Author: scoder
Date: Wed Apr 26 12:38:22 2006
New Revision: 26357
Modified:
lxml/trunk/src/lxml/nsclasses.pxi
lxml/trunk/src/lxml/xslt.pxd
lxml/trunk/src/lxml/xslt.pxi
Log:
rewrite of internal extension function registration
* register XSLT functions at module level directly in FunctionNamespace with
xsltRegisterExtModuleFunction
* lookup XPath functions at XPath run-time rather than registering everything
at call-time
* new 'regexp' keyword for XSLT() to switch off regexp support
Modified: lxml/trunk/src/lxml/nsclasses.pxi
==============================================================================
--- lxml/trunk/src/lxml/nsclasses.pxi (original)
+++ lxml/trunk/src/lxml/nsclasses.pxi Wed Apr 26 12:38:22 2006
@@ -53,11 +53,19 @@
cdef class _NamespaceRegistry:
"Dictionary-like registry for namespace implementations"
cdef object _ns_uri
+ cdef object _ns_uri_utf
cdef object _classes
cdef object _extensions
cdef object _xslt_elements
+ cdef char* _c_ns_uri_utf
def __init__(self, ns_uri):
self._ns_uri = ns_uri
+ if ns_uri is None:
+ self._ns_uri_utf = None
+ self._c_ns_uri_utf = NULL
+ else:
+ self._ns_uri_utf = _utf8(ns_uri)
+ self._c_ns_uri_utf = _cstr(self._ns_uri_utf)
self._classes = {}
self._extensions = {}
self._xslt_elements = {}
@@ -95,14 +103,11 @@
d[name_utf] = item
def __getitem__(self, name):
- name_utf = _utf8(name)
- return self._get(name_utf)
-
- cdef object _get(self, object name):
cdef python.PyObject* dict_result
- dict_result = python.PyDict_GetItem(self._classes, name)
+ name_utf = _utf8(name)
+ dict_result = python.PyDict_GetItem(self._classes, name_utf)
if dict_result is NULL:
- dict_result = python.PyDict_GetItem(self._extensions, name)
+ dict_result = python.PyDict_GetItem(self._extensions, name_utf)
if dict_result is NULL:
raise KeyError, "Name not registered."
return <object>dict_result
@@ -130,34 +135,34 @@
self._prefix_utf = _utf8(prefix)
self._prefix = prefix
- def __setitem__(self, name, item):
- if not callable(item):
+ def __setitem__(self, name, function):
+ if not callable(function):
raise NamespaceRegistryError, "Registered function must be
callable."
if name is None:
name_utf = None
else:
name_utf = _utf8(name)
- self._extensions[name_utf] = item
+ self._extensions[name_utf] = function
+ _register_global_xslt_function(self._c_ns_uri_utf, _cstr(name_utf))

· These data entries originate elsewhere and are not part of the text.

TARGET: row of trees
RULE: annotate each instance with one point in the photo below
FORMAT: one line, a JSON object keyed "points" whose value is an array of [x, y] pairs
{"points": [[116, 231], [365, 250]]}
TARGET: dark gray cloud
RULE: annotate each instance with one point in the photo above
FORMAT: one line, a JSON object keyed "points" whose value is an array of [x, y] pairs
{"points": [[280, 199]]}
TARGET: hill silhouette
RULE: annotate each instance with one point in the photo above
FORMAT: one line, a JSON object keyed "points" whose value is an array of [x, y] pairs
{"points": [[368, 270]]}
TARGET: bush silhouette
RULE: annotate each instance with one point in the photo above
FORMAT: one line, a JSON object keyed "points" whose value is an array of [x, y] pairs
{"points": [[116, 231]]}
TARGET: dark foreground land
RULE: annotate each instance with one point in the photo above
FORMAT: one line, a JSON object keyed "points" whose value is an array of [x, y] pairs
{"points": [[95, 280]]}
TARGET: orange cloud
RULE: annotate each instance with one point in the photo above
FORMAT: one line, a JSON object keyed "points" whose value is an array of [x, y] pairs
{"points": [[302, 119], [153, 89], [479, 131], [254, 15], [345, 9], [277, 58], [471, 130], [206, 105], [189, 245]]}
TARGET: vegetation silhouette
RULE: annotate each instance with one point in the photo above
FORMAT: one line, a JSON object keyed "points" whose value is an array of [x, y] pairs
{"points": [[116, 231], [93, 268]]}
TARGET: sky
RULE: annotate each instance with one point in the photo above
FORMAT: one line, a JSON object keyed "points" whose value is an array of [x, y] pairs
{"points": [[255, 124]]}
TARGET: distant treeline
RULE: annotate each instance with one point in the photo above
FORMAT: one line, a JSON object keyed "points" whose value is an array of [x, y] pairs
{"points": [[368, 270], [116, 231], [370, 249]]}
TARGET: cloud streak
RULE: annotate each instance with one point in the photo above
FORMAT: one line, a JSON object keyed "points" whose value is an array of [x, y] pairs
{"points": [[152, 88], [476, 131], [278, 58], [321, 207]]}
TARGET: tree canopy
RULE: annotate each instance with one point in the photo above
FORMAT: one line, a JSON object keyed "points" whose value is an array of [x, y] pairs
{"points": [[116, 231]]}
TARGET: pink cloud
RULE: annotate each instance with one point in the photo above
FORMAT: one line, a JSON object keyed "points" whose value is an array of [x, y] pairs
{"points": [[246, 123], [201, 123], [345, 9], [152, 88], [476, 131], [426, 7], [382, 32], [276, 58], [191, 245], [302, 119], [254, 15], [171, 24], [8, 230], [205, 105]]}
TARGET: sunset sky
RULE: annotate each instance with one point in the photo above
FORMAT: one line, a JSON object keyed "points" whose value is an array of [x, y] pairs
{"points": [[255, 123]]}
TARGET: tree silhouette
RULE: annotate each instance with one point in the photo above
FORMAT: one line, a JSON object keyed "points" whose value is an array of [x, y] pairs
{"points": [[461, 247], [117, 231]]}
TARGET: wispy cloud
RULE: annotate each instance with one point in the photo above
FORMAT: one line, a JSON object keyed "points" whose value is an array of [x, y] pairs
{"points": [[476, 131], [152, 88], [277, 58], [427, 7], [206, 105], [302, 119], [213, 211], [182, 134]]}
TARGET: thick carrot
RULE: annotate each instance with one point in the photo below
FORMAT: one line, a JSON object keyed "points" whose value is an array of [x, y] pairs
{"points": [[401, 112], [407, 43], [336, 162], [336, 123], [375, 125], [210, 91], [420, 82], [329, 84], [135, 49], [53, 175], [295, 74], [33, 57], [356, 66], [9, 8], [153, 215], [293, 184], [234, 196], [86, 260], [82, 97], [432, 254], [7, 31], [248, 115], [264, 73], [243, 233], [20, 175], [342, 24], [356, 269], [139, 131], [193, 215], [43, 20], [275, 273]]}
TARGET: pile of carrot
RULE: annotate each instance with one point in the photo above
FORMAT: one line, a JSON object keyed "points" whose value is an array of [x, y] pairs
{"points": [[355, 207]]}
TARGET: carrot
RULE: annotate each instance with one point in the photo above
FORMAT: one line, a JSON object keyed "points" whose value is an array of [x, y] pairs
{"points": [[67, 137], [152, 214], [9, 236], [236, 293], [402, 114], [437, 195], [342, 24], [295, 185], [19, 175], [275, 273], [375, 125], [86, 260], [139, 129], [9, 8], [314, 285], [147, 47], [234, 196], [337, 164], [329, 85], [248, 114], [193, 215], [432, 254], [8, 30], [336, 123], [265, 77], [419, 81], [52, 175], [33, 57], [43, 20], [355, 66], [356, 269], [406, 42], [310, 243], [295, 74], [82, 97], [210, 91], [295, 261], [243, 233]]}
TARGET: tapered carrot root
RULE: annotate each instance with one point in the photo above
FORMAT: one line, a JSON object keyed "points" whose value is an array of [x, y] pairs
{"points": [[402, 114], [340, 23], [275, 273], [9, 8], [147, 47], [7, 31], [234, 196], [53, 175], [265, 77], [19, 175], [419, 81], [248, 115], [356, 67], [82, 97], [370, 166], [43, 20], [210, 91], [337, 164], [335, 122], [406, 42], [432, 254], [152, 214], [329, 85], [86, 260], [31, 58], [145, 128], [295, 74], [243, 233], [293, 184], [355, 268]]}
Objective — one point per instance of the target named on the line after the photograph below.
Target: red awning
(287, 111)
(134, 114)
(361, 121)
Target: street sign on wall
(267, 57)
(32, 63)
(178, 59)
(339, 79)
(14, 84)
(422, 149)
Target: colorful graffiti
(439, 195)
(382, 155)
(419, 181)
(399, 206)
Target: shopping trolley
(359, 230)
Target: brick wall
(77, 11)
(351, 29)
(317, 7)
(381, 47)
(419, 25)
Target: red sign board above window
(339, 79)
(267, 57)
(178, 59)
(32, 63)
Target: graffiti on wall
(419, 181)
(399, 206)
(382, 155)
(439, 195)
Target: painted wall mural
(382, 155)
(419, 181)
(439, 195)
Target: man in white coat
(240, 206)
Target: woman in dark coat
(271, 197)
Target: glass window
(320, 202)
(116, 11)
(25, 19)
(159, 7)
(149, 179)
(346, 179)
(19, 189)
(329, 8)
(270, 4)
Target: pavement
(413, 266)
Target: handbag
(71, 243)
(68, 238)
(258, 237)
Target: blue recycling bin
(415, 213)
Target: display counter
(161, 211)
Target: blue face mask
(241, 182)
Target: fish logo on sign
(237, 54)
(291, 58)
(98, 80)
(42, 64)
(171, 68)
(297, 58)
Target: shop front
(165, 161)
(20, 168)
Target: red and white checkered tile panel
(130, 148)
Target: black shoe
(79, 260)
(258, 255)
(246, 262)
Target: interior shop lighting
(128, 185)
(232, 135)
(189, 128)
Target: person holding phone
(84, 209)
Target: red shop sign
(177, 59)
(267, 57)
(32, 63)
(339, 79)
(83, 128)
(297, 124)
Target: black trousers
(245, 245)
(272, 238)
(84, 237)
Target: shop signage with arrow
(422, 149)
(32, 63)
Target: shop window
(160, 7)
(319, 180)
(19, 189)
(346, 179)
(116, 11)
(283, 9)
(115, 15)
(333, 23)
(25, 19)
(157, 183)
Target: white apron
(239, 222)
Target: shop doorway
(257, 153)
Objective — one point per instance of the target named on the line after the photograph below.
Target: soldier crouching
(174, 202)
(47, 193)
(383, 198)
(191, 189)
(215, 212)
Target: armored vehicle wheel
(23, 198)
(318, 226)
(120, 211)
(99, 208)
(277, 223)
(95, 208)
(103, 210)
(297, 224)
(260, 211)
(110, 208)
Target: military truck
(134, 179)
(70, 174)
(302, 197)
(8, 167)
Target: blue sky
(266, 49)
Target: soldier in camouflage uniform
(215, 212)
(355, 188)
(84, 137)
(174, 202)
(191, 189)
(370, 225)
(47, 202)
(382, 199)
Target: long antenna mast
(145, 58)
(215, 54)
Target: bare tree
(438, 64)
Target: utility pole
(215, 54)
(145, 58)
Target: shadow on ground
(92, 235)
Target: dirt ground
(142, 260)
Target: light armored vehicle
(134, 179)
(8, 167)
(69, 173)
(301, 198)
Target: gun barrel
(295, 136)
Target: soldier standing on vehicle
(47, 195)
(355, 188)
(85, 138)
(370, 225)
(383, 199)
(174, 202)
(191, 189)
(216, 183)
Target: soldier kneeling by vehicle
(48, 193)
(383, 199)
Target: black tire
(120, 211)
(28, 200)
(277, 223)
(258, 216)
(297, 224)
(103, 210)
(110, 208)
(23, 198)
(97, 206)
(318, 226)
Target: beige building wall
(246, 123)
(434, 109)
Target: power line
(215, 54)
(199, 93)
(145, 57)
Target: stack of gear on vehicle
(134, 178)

- cdef object _get(self, object name):
+ def __getitem__(self, name):
cdef python.PyObject* dict_result
- dict_result = python.PyDict_GetItem(self._extensions, name)
+ name_utf = _utf8(name)
+ dict_result = python.PyDict_GetItem(self._extensions, name_utf)
if dict_result is NULL:
raise KeyError, "Name not registered."
return <object>dict_result
+ def clear(self):
+ cdef char* c_uri_utf
+ c_uri_utf = self._c_ns_uri_utf
+ for name_utf in self._extensions:
+ _unregister_global_xslt_function(c_uri_utf, _cstr(name_utf))
+ _NamespaceRegistry.clear(self)
+
def __repr__(self):
return "FunctionNamespace(%r)" % self._ns_uri
-cdef object _find_all_extensions():
- "Internal lookup function to find all extension functions for XSLT/XPath."
- cdef _NamespaceRegistry registry
- ns_extensions = {}
- for (ns_utf, registry) in __FUNCTION_NAMESPACE_REGISTRIES.iteritems():
- if registry._extensions:
- ns_extensions[ns_utf] = registry._extensions
- return ns_extensions
-
cdef object _find_all_extension_prefixes():
"Internal lookup function to find all function prefixes for XSLT/XPath."
cdef _FunctionNamespaceRegistry registry
@@ -167,25 +172,18 @@
ns_prefixes[registry._prefix_utf] = ns_utf
return ns_prefixes
-cdef _find_extensions(namespaces):
- """Returns a dictionary that maps each namespace in the provided list to a
- dictionary of name-function mappings defined under that namespace."""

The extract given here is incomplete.